‘Alien’ plutonium isotopes that date back millions of years discovered at the bottom of the ocean

‘Alien’ plutonium isotopes that date back millions of years have been discovered at the bottom of the ocean and experts are rethinking why the dangerous element exists on Earth

  • Plutonium-244 was discovered nearly 5,000 feet below the Pacific Ocean
  • Researchers say it’s the result of ‘violent cosmic events’ that occurred millions of years ago
  • Plutonium-244 has a half-life of approximately 80 million years 
  • The study suggests the plutonium could have resulted from multiple supernova explosions 

A rare radioactive plutonium isotope dating back millions of years has been recently discovered at the bottom of the ocean, leading experts to question how it originated on Earth.

The dangerous element known as plutonium-244 – discovered nearly 5,000ft below the Pacific Ocean in the ocean crust – is the result of ‘violent cosmic events’ that occurred in deep space millions of years ago. 

Plutonium-244’s presence on Earth suggests that an exceptionally violent event billions of years ago, such as neutron stars colliding, may have caused it to appear on our planet.

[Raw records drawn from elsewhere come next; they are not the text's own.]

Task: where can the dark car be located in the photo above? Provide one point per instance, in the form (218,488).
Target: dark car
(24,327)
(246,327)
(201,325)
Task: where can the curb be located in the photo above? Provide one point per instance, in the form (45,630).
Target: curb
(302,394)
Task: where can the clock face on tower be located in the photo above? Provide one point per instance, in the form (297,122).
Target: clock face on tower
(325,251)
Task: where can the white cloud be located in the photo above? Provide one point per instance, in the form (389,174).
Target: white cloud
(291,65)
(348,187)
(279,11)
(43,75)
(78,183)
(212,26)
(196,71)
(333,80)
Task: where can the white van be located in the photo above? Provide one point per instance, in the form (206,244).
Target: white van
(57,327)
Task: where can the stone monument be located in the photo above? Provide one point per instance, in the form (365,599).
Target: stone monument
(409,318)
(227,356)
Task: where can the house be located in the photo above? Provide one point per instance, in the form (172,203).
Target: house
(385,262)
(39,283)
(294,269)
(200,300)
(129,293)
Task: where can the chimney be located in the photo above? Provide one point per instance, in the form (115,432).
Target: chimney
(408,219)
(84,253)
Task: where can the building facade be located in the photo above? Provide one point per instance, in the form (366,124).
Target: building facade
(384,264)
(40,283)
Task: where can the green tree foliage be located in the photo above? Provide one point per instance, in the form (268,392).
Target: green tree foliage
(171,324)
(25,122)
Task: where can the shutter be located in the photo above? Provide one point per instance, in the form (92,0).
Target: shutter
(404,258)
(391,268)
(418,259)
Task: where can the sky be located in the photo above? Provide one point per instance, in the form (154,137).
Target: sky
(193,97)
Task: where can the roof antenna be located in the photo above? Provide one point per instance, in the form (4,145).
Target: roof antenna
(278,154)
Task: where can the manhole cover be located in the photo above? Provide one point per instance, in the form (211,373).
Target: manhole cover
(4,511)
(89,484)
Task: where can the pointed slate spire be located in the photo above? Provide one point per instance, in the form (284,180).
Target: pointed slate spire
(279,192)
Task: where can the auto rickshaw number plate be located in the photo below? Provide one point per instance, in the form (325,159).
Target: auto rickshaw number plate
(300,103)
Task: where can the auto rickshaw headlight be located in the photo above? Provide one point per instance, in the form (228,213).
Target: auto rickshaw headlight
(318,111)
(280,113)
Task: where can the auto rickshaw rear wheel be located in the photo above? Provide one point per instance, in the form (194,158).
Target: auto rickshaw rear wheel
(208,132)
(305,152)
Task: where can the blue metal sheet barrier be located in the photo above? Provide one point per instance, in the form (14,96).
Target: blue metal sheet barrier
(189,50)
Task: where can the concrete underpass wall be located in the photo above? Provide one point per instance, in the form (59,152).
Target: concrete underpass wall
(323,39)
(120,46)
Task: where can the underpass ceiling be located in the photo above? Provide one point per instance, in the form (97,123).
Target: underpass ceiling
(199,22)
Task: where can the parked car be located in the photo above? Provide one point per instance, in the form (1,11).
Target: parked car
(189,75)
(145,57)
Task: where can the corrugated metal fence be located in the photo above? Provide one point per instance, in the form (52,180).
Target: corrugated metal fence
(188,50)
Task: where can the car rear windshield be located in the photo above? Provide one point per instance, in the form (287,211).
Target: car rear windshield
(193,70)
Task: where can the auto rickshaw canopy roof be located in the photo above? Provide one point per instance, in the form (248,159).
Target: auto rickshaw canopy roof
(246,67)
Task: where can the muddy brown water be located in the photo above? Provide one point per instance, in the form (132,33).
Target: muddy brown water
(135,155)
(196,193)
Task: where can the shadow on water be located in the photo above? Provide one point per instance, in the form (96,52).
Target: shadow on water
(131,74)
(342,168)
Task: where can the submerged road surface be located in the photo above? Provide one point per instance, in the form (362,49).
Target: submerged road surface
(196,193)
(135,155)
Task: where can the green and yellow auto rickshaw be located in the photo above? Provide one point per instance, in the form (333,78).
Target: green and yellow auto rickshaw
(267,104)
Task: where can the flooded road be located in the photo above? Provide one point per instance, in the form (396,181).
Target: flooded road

‘The story is complicated – possibly this plutonium-244 was produced in supernova explosions or it could be left over from a much older, but even more spectacular event such as a neutron star detonation,’ the study’s lead author, The Australian National University Anton Wallner said in a statement.

The element iron-60 was also discovered, according to the experts’ findings. 

The plutonium-244 that was discovered could be the result of a supernova explosion or something much more violent, like a neutron star destruction 

Dating of the two elements confirmed that plutonium-244 and iron-60, both of which exists when the Earth formed more than 4 billion years ago, likely originated when multiple supernovae explosions occurred near Earth.  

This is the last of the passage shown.